Depuis trois semaines, Nabaya, grande métropole du sud du pays, est vent debout. Dans les rues, larges ou étroites, fendues de nids de poules, forces de l’ordre et jeunots en décousent à coups de grenades lacrymogènes, de matraques et de projectiles divers. Déjà, trois manifestations de grande ampleur ont perturbé les paisibles berges du Milo, plutôt habituées, en cette période, à la douceur de la brise vespérale. Quoi donc ? Comment de l’axe le mal s’est répandue à mille lieux, à Kankan, alors qu’on l’a hâtivement identifié comme communautaire, voire l’ADN de quelque communauté ? Pourquoi cette ire du populo au cœur du fief de l’alphagouvernance ? Comment le fief du RPC s’est-il perverti ? Ce n’est pas si compliqué. Le principe est bien connu. Même Toto le sait bien. « On peut tromper une partie du peuple tout le temps, tout le peuple une partie du temps, mais pas tout le peuple pendant tout le temps. »

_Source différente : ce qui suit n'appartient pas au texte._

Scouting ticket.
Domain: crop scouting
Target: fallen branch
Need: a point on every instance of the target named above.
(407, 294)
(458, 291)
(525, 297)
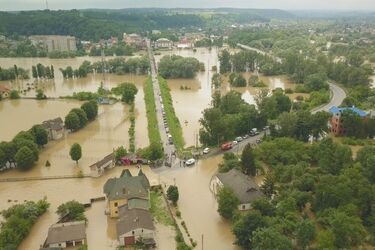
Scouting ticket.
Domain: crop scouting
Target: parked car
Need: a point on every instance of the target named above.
(226, 146)
(190, 162)
(239, 139)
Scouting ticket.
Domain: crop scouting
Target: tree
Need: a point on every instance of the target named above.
(25, 158)
(270, 238)
(348, 230)
(91, 109)
(34, 72)
(40, 95)
(248, 161)
(227, 202)
(172, 194)
(75, 152)
(120, 152)
(81, 115)
(353, 124)
(305, 233)
(244, 228)
(268, 187)
(72, 121)
(40, 134)
(264, 206)
(71, 211)
(216, 80)
(14, 94)
(129, 91)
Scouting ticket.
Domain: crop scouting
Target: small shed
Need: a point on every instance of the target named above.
(98, 168)
(69, 234)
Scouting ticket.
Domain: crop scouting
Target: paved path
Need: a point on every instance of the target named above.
(338, 94)
(168, 149)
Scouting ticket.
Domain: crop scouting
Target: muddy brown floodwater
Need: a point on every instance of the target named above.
(190, 103)
(198, 205)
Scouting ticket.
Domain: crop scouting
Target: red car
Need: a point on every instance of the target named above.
(226, 146)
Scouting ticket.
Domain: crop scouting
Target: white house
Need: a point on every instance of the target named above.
(245, 189)
(69, 234)
(163, 43)
(133, 225)
(55, 128)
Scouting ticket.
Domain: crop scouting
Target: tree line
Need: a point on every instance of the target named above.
(315, 196)
(179, 67)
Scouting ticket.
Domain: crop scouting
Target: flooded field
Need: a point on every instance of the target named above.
(101, 231)
(190, 103)
(198, 205)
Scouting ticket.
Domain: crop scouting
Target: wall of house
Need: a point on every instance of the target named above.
(114, 205)
(62, 244)
(140, 232)
(243, 207)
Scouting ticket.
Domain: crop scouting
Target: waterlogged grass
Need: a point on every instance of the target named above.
(131, 130)
(174, 124)
(152, 127)
(159, 209)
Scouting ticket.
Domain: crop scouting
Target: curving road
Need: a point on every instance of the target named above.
(337, 93)
(337, 96)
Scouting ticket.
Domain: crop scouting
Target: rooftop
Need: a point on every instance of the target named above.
(55, 124)
(127, 186)
(69, 231)
(245, 189)
(133, 219)
(336, 110)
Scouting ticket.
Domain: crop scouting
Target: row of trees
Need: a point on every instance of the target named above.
(315, 196)
(41, 71)
(23, 150)
(79, 117)
(84, 69)
(179, 67)
(121, 66)
(13, 73)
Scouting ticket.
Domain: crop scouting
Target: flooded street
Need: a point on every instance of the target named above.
(198, 205)
(189, 103)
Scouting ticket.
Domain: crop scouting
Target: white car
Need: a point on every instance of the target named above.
(190, 162)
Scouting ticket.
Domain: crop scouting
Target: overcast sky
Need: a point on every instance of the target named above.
(116, 4)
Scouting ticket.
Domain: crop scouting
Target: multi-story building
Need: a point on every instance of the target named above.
(55, 43)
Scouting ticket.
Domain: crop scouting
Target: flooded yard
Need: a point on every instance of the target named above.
(101, 231)
(198, 205)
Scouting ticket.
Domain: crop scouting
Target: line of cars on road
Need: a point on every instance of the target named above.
(229, 145)
(170, 139)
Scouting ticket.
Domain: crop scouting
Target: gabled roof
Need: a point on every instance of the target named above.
(68, 231)
(245, 189)
(133, 219)
(336, 110)
(54, 124)
(127, 187)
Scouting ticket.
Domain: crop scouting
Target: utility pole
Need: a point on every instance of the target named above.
(202, 241)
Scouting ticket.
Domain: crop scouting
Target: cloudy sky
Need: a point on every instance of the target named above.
(115, 4)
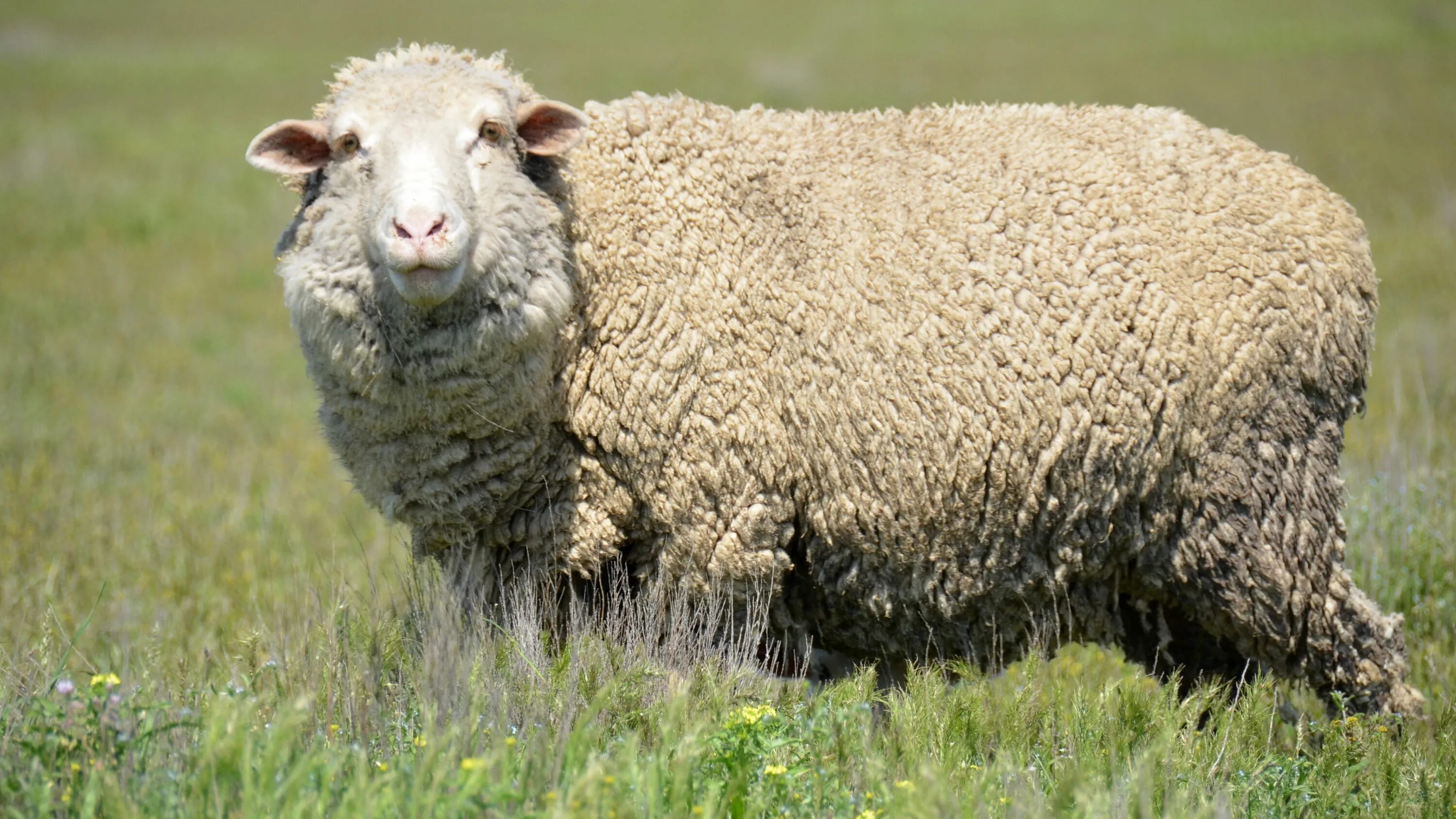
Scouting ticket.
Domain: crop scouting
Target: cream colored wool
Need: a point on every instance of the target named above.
(944, 382)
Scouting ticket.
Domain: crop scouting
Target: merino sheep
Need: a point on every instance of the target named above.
(937, 380)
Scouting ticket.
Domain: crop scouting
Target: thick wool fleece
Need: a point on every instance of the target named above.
(943, 382)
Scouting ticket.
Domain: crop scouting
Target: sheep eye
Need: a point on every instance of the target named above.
(493, 133)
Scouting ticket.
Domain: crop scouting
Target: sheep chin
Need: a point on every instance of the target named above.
(427, 287)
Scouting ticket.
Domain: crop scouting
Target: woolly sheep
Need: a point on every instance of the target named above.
(941, 382)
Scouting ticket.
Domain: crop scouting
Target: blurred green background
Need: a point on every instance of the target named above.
(158, 432)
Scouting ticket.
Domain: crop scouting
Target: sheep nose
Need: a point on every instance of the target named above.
(420, 223)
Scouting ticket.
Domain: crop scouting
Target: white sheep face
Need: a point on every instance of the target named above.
(427, 152)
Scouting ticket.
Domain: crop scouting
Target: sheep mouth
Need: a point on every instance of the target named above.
(426, 286)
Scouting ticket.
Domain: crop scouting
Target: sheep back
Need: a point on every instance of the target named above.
(938, 375)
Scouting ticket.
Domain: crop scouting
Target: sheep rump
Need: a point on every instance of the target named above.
(940, 382)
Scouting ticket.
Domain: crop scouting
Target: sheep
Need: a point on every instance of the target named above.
(941, 383)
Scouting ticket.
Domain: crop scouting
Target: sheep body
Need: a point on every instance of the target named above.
(938, 380)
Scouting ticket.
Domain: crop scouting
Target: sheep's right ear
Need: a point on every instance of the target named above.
(293, 146)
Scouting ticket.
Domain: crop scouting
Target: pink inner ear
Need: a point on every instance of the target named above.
(292, 147)
(549, 129)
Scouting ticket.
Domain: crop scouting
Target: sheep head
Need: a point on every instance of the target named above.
(431, 145)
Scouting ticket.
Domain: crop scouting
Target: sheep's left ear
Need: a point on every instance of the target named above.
(549, 129)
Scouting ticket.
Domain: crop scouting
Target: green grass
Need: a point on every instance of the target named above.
(169, 512)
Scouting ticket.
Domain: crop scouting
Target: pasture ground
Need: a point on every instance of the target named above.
(245, 638)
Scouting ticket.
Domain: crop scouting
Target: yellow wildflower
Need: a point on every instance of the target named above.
(750, 715)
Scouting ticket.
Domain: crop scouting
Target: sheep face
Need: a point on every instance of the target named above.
(430, 156)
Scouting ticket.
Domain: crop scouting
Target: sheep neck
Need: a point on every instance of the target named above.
(449, 419)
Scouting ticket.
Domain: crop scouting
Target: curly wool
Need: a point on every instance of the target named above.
(935, 379)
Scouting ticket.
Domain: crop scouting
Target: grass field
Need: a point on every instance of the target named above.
(242, 636)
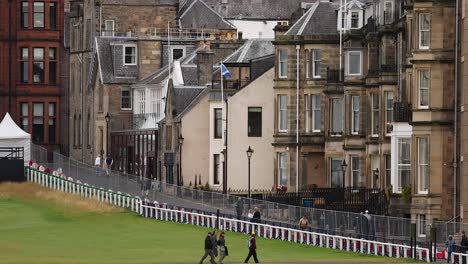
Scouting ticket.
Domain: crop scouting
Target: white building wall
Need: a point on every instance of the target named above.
(252, 29)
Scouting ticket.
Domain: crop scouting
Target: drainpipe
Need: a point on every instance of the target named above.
(297, 117)
(455, 116)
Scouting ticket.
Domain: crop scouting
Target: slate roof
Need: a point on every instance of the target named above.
(320, 19)
(252, 49)
(257, 9)
(183, 97)
(110, 59)
(198, 15)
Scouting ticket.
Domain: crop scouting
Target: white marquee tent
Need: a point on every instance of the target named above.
(11, 135)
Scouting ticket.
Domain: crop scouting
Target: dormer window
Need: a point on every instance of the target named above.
(354, 19)
(130, 54)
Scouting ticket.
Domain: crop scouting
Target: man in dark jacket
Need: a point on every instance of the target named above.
(464, 246)
(252, 249)
(208, 249)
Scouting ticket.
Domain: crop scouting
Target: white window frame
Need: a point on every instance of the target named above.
(400, 166)
(355, 172)
(334, 133)
(130, 99)
(280, 64)
(348, 61)
(422, 30)
(351, 19)
(282, 112)
(421, 88)
(135, 55)
(375, 112)
(355, 109)
(316, 61)
(422, 165)
(316, 110)
(109, 32)
(388, 111)
(421, 225)
(282, 168)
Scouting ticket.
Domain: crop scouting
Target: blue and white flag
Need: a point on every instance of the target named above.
(225, 72)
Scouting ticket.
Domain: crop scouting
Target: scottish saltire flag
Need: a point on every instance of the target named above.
(225, 72)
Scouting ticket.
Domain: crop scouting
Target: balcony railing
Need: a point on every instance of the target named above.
(173, 33)
(401, 112)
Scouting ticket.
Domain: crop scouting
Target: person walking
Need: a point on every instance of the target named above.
(97, 164)
(208, 249)
(304, 223)
(450, 245)
(464, 247)
(214, 241)
(252, 244)
(109, 161)
(222, 248)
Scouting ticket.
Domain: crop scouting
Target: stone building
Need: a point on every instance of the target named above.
(31, 55)
(387, 114)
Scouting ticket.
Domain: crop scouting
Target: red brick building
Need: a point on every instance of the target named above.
(31, 37)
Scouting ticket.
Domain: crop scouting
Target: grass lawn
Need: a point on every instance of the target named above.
(42, 226)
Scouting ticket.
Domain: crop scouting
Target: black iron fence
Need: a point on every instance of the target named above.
(347, 199)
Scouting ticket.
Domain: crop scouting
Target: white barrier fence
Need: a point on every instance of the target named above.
(286, 234)
(63, 184)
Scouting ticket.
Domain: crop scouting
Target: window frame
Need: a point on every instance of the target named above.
(282, 62)
(420, 88)
(282, 171)
(355, 172)
(348, 71)
(135, 55)
(35, 12)
(217, 126)
(316, 61)
(421, 165)
(388, 112)
(375, 114)
(283, 112)
(122, 89)
(422, 30)
(249, 122)
(355, 112)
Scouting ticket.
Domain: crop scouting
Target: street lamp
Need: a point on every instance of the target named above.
(181, 141)
(107, 117)
(249, 155)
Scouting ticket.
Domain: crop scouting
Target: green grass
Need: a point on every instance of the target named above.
(39, 231)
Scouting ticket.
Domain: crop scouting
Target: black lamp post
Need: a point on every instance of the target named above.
(181, 141)
(107, 117)
(249, 155)
(376, 177)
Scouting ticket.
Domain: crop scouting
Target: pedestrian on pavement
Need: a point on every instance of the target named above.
(239, 208)
(222, 248)
(450, 245)
(97, 164)
(109, 161)
(252, 244)
(464, 246)
(208, 249)
(214, 241)
(304, 223)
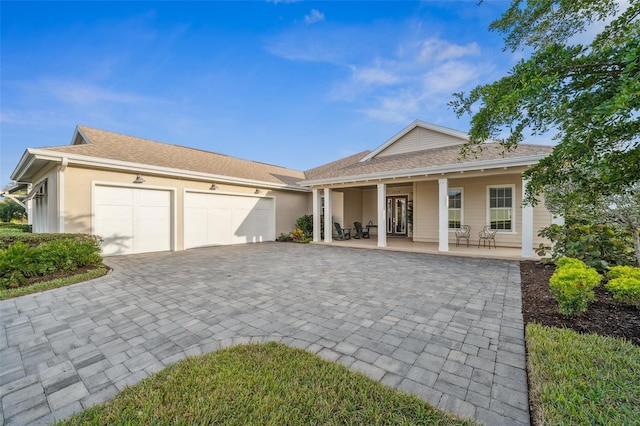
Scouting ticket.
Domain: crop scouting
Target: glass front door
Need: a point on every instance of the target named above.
(397, 215)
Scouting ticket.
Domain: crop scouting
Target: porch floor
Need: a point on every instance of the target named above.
(406, 244)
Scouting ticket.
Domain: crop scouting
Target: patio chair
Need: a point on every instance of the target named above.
(487, 234)
(342, 233)
(360, 233)
(463, 234)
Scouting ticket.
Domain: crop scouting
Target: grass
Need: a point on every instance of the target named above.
(55, 283)
(578, 379)
(267, 384)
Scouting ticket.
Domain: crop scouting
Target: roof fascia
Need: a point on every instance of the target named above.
(105, 163)
(448, 168)
(410, 127)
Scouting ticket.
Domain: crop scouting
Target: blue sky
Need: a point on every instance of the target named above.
(292, 83)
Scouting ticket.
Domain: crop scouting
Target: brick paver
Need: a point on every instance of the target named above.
(447, 329)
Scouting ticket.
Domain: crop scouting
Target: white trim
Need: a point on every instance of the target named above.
(443, 215)
(461, 189)
(138, 168)
(315, 197)
(382, 215)
(433, 170)
(61, 193)
(416, 123)
(527, 226)
(328, 216)
(173, 197)
(513, 229)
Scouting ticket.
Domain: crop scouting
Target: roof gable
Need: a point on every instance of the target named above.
(106, 145)
(418, 136)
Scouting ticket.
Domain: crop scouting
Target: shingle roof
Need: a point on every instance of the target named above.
(351, 166)
(115, 146)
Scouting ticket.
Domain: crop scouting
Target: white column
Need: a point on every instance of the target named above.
(315, 195)
(328, 223)
(382, 215)
(443, 215)
(527, 225)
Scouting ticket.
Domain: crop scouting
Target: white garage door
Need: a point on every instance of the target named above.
(217, 219)
(132, 220)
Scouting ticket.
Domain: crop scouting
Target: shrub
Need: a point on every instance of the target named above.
(20, 261)
(305, 224)
(572, 285)
(625, 289)
(623, 271)
(298, 236)
(597, 245)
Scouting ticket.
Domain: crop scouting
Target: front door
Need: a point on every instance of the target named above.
(397, 215)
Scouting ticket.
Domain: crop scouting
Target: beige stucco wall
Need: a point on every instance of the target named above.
(77, 211)
(475, 210)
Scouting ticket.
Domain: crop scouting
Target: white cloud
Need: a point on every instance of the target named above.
(80, 93)
(314, 16)
(437, 50)
(374, 75)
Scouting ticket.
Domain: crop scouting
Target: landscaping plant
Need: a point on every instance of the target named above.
(624, 283)
(572, 285)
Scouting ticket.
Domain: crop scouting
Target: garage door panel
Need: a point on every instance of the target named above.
(230, 219)
(132, 220)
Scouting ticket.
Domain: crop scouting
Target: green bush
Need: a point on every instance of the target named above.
(20, 261)
(623, 271)
(15, 227)
(625, 284)
(597, 245)
(572, 285)
(34, 240)
(305, 224)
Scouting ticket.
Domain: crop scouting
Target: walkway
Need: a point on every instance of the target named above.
(447, 329)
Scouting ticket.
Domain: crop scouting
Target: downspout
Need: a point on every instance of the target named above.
(63, 165)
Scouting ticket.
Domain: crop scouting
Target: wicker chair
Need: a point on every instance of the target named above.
(487, 234)
(463, 234)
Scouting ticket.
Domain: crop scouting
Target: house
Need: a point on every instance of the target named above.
(144, 196)
(419, 173)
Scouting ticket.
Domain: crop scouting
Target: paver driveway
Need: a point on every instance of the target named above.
(445, 328)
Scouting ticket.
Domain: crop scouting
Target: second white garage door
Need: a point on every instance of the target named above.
(218, 219)
(132, 220)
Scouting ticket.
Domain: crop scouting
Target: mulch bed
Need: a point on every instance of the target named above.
(605, 315)
(63, 274)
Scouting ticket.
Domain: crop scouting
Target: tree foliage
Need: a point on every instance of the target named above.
(10, 210)
(589, 95)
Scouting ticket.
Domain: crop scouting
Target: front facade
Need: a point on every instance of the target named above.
(144, 196)
(416, 186)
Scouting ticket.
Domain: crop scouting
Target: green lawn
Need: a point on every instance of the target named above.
(55, 283)
(580, 379)
(265, 384)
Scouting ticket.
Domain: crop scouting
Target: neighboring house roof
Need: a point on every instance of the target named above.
(89, 143)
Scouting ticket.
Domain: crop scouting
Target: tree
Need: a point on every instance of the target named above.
(589, 95)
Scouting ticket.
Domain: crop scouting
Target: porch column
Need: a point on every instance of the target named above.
(443, 215)
(382, 215)
(527, 225)
(328, 208)
(315, 195)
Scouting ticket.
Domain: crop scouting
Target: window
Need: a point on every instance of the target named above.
(501, 207)
(455, 208)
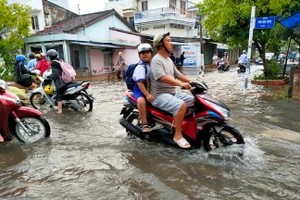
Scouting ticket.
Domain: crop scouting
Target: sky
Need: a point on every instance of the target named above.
(87, 6)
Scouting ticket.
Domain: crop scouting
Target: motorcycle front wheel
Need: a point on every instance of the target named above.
(85, 102)
(226, 136)
(39, 101)
(36, 128)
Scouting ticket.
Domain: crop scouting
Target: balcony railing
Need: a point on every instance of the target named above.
(165, 15)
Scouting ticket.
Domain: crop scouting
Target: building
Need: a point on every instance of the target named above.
(180, 17)
(40, 12)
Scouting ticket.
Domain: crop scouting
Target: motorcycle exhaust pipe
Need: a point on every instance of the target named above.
(131, 128)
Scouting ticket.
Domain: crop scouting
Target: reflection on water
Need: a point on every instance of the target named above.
(88, 156)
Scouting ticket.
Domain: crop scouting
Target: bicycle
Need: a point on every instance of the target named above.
(113, 76)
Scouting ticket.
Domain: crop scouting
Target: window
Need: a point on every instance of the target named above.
(172, 4)
(182, 7)
(159, 27)
(178, 26)
(144, 5)
(35, 23)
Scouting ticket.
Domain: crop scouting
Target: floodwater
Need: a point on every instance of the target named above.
(88, 156)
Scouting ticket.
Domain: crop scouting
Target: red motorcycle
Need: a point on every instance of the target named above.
(204, 124)
(27, 124)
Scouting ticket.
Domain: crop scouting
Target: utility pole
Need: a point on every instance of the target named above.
(252, 22)
(202, 66)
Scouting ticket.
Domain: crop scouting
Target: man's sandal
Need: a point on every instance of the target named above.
(182, 143)
(145, 128)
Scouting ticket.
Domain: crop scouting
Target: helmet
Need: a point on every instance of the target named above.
(158, 38)
(38, 56)
(144, 47)
(52, 53)
(31, 55)
(43, 55)
(20, 57)
(49, 89)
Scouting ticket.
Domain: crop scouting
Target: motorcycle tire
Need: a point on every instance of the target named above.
(229, 136)
(38, 101)
(38, 129)
(133, 118)
(85, 102)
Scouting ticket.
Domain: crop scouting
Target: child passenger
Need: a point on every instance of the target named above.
(141, 76)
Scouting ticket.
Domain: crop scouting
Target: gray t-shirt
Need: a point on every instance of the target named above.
(161, 66)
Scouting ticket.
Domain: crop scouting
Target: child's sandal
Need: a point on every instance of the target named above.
(145, 128)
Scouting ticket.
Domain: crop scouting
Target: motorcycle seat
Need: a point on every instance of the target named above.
(74, 84)
(132, 100)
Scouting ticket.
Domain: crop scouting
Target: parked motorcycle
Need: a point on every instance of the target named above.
(27, 124)
(241, 67)
(75, 97)
(205, 123)
(222, 67)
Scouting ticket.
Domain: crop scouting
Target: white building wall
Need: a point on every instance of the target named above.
(37, 9)
(100, 31)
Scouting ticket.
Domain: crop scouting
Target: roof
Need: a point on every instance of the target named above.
(74, 24)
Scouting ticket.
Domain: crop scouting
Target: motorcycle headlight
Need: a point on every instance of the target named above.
(223, 111)
(3, 85)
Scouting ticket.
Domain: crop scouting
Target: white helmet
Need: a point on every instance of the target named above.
(144, 47)
(158, 38)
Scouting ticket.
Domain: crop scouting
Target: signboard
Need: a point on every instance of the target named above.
(190, 52)
(264, 22)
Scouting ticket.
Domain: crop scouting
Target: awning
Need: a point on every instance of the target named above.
(97, 45)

On n’a pas dit toute la vérité à propos de l’électricité et de l’EDG. A Kankan-Nabaya comme sur l’Axe du Mal, le déficit d’électricité est le terreau de la violence. Les ténèbres sont devenues insupportables, invivables, inacceptables. Or, aussitôt les travaux du barrage de Kaléta entamés, les thuriféraires de l’alphagouvernance s’en sont allés répandre la bonne parole par monts et par vaux, à travers mangroves, bowé, prairies et sous-bois. Les ténèbres sont dorénavant vaincues, expurgées. Guinea is back with light. Nenni ! Le recours aux mini-centrales thermiques, aux centrales flottantes et aux panneaux solaires dont on a clamé bruyamment les mérites ne résout rien. Loin s’en faut ? Et voilà que le Chinois, messie du courant électrique, casse la pipe. Eh kélà ! Lumière où es-tu donc?

Fomi n’est encore que vue de l’esprit. Les guerriers de la savane, en particulier les impétueux danseurs du doundoumba, las d’attendre, s’impatientent et se fâchent. Et patatras ! Personne n’écoute plus personne. Les menaces des autorités politico-administratives et les incantations du Sôtikemo de Nabaya, deviennent inaudibles. Les cris d’orfraies gouvernementaux et erpégistes poussés de Conakry le sont encore davantage.

On infère de la récurrence des troubles de Kankan une leçon toute banale. Les mêmes causes produisent les mêmes effets. A Kankan comme à N’Zérékoré et sur l’Axe du Mal, la violence ne naît pas ex-nihilo. Elle est portée par une agrégation de multiples privations et de frustrations. Le microcosme politique, prompt à trouver des explications simplistes, évoque fréquemment l’instrumentalisation de pauvres hères par l’adversaire. Mais peut-on instrumentaliser les foules sur le néant. Sûrement pas. Il faut bien que l’objet de l’instrumentalisation soit concret, visible, palpable. Il est impossible de mobiliser les gens autour d’un enjeu abstrait, fumeux, aux contours flous.

A dire vrai, pendant deux mandats, l’alpha gouvernance a érigé les promesses en programmes de société, qui malheureusement, l’ont rattrapée et assaillie. Il est impossible de trouver de bonnes solutions aux problèmes mal formulés. Le développement repose sur des principes et des pratiques avérés et non sur de sempiternelles agitations politiques. L’effet boomerang peut surprendre. Désagréablement.